LAWS(PVC)-1933-1-34

NABIN CHANDRA CHAKRAVARTY Vs. RAMESH CHANDRA CHAKRAVARTY

Decided On January 24, 1933
NABIN CHANDRA CHAKRAVARTY Appellant
V/S
RAMESH CHANDRA CHAKRAVARTY Respondents

JUDGEMENT

(1.) This appeal has arisen out of a suit which the plaintiffs instituted against the defendants for arrears of rent for ejectment and for mesne profits. On 17 Baisakh 1332 defendant's father sold some lands to the plaintiffs by a Kobala, and on the next day the 18 he took some of the lands so conveyed on a lease for one year by executing a kabuliyat. The period of the lease having expired, a notice to quit was served, and on the expiry of the period stated in it, the present suit was brought. The defence was that the kobala and the kabuliyat were meant to constitute a mortgage by way of conditional sale, that it was understood that the lease would be for 5 years while it was fraudulently obtained as for one year, that a part of the rent had been paid up and that no notice was served.
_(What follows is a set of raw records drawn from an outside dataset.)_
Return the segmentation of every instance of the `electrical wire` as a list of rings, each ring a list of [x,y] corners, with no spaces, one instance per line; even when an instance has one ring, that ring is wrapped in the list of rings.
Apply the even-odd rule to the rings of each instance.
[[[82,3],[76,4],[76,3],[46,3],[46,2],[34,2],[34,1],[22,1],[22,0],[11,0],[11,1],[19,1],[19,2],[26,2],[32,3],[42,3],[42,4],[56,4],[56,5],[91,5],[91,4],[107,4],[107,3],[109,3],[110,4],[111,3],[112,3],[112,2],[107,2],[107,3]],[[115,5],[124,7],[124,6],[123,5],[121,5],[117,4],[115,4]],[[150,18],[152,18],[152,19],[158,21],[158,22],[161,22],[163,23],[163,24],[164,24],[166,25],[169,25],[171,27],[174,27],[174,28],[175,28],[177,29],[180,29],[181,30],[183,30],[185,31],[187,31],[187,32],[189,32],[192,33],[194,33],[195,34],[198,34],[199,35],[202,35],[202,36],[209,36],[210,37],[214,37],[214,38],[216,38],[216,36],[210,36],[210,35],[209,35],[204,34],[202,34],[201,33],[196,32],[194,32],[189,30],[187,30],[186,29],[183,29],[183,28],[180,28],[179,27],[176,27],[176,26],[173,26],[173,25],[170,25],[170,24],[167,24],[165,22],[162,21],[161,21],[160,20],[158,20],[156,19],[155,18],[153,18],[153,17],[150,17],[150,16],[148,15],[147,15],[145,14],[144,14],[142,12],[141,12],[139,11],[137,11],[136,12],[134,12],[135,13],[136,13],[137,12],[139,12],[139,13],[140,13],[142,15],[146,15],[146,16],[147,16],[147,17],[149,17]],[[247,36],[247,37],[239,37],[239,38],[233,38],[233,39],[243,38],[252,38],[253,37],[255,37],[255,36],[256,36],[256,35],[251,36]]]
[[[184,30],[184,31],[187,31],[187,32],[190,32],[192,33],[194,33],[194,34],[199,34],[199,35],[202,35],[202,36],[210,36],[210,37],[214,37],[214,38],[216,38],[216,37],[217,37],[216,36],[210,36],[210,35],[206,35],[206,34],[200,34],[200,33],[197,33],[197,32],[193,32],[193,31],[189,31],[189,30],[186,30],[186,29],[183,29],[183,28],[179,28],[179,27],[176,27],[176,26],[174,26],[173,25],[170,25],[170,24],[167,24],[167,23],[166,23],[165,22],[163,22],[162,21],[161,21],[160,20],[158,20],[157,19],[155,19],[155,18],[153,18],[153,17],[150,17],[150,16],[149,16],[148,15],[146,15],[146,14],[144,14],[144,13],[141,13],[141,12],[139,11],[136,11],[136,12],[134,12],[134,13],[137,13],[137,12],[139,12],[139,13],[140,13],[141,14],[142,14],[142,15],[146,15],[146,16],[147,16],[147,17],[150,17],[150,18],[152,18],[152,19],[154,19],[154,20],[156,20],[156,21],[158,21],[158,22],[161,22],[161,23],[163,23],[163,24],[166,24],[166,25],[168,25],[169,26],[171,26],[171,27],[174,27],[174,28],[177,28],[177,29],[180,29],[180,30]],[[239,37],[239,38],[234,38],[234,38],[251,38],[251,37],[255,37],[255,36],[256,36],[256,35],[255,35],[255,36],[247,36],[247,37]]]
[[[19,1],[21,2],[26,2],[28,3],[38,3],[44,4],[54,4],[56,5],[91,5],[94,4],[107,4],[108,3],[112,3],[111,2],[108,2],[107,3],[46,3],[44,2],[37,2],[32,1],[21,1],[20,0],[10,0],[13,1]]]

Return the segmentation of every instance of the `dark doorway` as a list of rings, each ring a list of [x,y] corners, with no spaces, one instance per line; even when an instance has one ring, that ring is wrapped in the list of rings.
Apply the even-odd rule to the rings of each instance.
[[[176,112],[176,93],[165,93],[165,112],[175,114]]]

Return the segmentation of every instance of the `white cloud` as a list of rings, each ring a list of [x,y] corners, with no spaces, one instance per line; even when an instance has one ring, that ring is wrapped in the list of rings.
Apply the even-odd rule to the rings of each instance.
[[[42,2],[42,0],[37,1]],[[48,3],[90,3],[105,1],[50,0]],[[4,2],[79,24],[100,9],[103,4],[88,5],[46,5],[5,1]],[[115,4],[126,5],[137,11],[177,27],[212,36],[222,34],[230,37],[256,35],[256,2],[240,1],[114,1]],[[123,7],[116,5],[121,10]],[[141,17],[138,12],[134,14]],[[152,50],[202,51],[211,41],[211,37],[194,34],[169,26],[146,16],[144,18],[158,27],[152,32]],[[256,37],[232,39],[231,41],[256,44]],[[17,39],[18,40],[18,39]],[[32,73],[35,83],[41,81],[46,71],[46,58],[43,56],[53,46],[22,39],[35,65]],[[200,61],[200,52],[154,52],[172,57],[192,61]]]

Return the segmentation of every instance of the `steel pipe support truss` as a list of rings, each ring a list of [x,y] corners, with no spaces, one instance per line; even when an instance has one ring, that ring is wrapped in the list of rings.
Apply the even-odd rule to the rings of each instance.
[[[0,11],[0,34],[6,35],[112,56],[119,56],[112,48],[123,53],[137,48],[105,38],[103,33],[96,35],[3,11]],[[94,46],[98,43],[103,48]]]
(2.) The Munsif overruled all the defences and decreed the suit. The Subordinate Judge has reversed the Munsif's decision and dismissed the suit. He found that no fraud or trick such as was alleged on behalf of the defendants was proved. He preferred not to decide the question whether the deed of sale was really intended to be a mortgage, because he thought that the suit might be disposed of on the question of notice and so he left the former question open. On the question of notice he found that it was served, but he held that it was insufficient. His reason for this view was that the notice was dated 26 Aswin 1333 (served on 15 October 1927) and was a notice to vacate by the last day of Chait 1334 whereas the year of the tenancy would expire on 18 Baisakh 1335. He held that such a notice was bad. The Subordinate Judge has in one place of his judgment referred to Section 106, T.P. Act, in support of his view that the defendants on the expiry of their lease held over and so came to hold on a tenancy from year to year, and that such a tenancy, by reason of holding over, could be terminated by six months notice expiring with the end of a year of the tenancy.
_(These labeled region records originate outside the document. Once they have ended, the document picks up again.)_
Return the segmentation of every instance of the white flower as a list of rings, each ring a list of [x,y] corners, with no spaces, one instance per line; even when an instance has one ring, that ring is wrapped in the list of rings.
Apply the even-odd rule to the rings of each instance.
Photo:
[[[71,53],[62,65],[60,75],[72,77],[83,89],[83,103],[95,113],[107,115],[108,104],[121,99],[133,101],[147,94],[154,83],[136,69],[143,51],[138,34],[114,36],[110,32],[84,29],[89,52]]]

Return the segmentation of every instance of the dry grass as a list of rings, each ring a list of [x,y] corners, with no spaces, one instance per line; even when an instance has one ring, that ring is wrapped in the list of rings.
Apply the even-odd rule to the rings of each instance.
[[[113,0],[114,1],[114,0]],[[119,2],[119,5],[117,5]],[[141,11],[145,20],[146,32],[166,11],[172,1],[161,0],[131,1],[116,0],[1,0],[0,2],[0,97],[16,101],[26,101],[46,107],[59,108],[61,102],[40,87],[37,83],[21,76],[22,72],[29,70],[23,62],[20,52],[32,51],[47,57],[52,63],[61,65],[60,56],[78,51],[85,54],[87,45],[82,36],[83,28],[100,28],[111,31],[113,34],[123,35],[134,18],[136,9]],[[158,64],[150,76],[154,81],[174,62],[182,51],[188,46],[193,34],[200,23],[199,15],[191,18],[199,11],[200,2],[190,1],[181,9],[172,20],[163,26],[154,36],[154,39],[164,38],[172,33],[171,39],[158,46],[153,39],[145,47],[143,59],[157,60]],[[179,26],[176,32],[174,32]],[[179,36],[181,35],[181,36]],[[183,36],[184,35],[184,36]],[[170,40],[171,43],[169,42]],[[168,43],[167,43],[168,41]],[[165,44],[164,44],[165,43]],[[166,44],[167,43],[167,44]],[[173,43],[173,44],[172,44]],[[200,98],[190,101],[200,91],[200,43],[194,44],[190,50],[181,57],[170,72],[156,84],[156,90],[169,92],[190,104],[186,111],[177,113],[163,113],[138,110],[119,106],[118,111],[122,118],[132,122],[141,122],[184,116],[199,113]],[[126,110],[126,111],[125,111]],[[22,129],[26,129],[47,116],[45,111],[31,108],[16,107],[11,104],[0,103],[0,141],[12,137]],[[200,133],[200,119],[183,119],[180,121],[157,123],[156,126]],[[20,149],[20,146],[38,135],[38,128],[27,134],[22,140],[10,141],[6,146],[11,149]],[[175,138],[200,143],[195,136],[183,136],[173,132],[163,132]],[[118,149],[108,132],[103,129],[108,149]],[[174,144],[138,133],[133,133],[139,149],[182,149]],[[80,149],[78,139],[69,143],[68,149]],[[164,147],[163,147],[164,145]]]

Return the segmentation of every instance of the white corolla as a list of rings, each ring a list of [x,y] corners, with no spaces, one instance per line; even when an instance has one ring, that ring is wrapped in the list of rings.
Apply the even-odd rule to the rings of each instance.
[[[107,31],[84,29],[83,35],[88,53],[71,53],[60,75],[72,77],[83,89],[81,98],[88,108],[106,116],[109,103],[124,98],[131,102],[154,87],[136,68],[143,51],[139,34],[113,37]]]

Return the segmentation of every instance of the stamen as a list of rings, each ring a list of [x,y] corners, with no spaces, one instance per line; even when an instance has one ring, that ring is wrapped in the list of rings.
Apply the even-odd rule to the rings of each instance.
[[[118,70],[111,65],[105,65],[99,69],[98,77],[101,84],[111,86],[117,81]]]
(3.) It is conceded now that there are no notifications issued under Section 117, T.P. Act, making the provisions of Ch. 6 of that Act applicable to Sylhet, This tenancy has been found to be an agricultural tenancy. The Bengal Tenancy Act, admittedly does not apply. It is the Act 8 of 1869 by which the tenancy is governed. In the latest case under this Act, Ratneswar Das v. Kamal Deb Adhikari AIR 1921 Cal 126, it has been held that the notice must be reasonable but need not purport to determine the tenancy at the end of the year. I have not been able to find any decision prior to that in the case of Jugat Chandra Roy V/s. Rup Chand Chango (1883) 9 Cal 48 in which a notice expiring otherwise than at the end of the year was held to be valid. Two cases are referred to in decision aforesaid, Rajendra Nath V/s. Bassidur Rahman (1876) 2 Cal 146 and Janoo Mandar V/s. Brijo Singh (1874) 22 WR 548, in both of which however the notices were such as did expire at the end of the year, but they were relied upon in that case in support of the negative proposition that they did not, in fact, lay down that expiry with the end of the year was a sine qua non but proceeded on other grounds. I may state here that the former of these decisions was the decision of a Full Bench which no doubt dealt with a different point but the order of reference proceeded upon the assumption that the notice to be valid must expire at the end of the year. In fact Markby, J., in the order of reference expressly said so, observing: It is I think clear upon the authorities that he could not have been ejected without reasonable notice expiring with the end of the year.